'New Music from Bowling Green' ready for international spotlight

Radio show airing weekly

New-Music

By Rachel Gast 

After what host Brad Cresswell described as "a long, harrowing process," the "New Music from Bowling Green" radio show was ready to launch BGSU musicians into the international spotlight on Oct. 6.

Putting together the show is an "organic process" but is also "a lot of work, time and investment-which is why not a lot of people do it," Cresswell explained. "The fact that we've been able to band together and make it happen is something spectacular.

"Bowling Green State University is the only university I know capable to do a radio show at this level."

He and Dr. Jeffrey Showell, dean of the BGSU College of Musical Arts, agree the stress is worth it. "It's a thrill to know that the two years of work we've put into this series will be heard and appreciated by listeners all over," Showell said.

Cresswell and Showell met in September 2011, both interested in bringing living classical composers to the radio.

Cresswell remembers Showell "wanted to raise the profile of the University using media and new media, and also taking people on the road. . . . So it struck me-why couldn't we do a radio show with Bowling Green?"

The College of Musical Arts has the talent and capability to star in the nationally syndicated 13-episode radio series, he reasoned. The New Music Festival and MidAmerican Center for Contemporary Music, which will provide most of the show's music, each have 30-year histories behind them.

Cresswell lauded BGSU's ability to consistently attract international attention and is eagerly awaiting more international stations to pick up "New Music from Bowling Green."

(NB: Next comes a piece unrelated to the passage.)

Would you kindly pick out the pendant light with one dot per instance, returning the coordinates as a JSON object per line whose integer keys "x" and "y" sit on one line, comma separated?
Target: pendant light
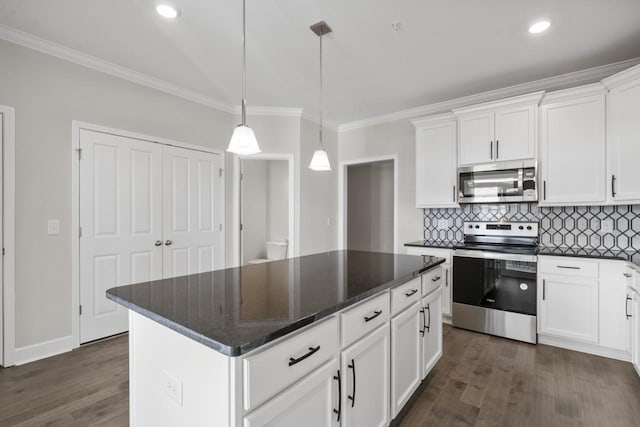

"Our first international market is Dubai, and we hope to move into other English-speaking foreign countries in 2014," he said.

Listeners from Atlanta to St. Louis will hear music produced by current BGSU students, professors and alumni.

"It's about a 50-50 split between the recordings of the Bowling Green Philharmonia and Wind Symphony and the archives of the New Music Festival," said Cresswell. Three episodes contain the music of Jennifer Higdon, one of BGSU's most successful alumni.

Higdon has won a Pulitzer Prize and Grammy Awards, given a convocation address for the BGSU College of Musical Arts and been honored as one of the most successful BGSU alumni during the University's 100th anniversary celebrations.

Coming back to BGSU gives Higdon a chance to eat some Myles pizza and hear the "really interesting stuff" coming out of the college, the composer said.

"What BGSU has that most schools don't is the New Music Festival," she noted. "You get to hear a good selection of what's going on around the world."


Jennifer Higdon

All the pieces featured in her three-episode series "have some sort of connection, even if it was remote, to Bowling Green."

Listeners will hear Higdon's love of melody in her compositions along with the "two primary hallmarks of my music: rhythm and a clear pulse."

"Everyone tells me my music sounds very American-I'm not sure what that means, though. I know I would be in trouble having lived in America all my life and I sounded Russian or French," she joked.

Higdon, Cresswell and the College of Musical Arts faculty are excited to hear the program air.

"We are the direct conduit between the composers and listeners," Cresswell explained. "Radio engages your ears, and there's where all this music lives, in the ears of the listener.

"We're doing something different and worthwhile. That's really where the value of presenting new music comes in. … You're taking the genre into the 21st century and beyond."

Listen to "New Music from Bowling Green" every Sunday at 1 p.m. on WGTE 91.3 FM.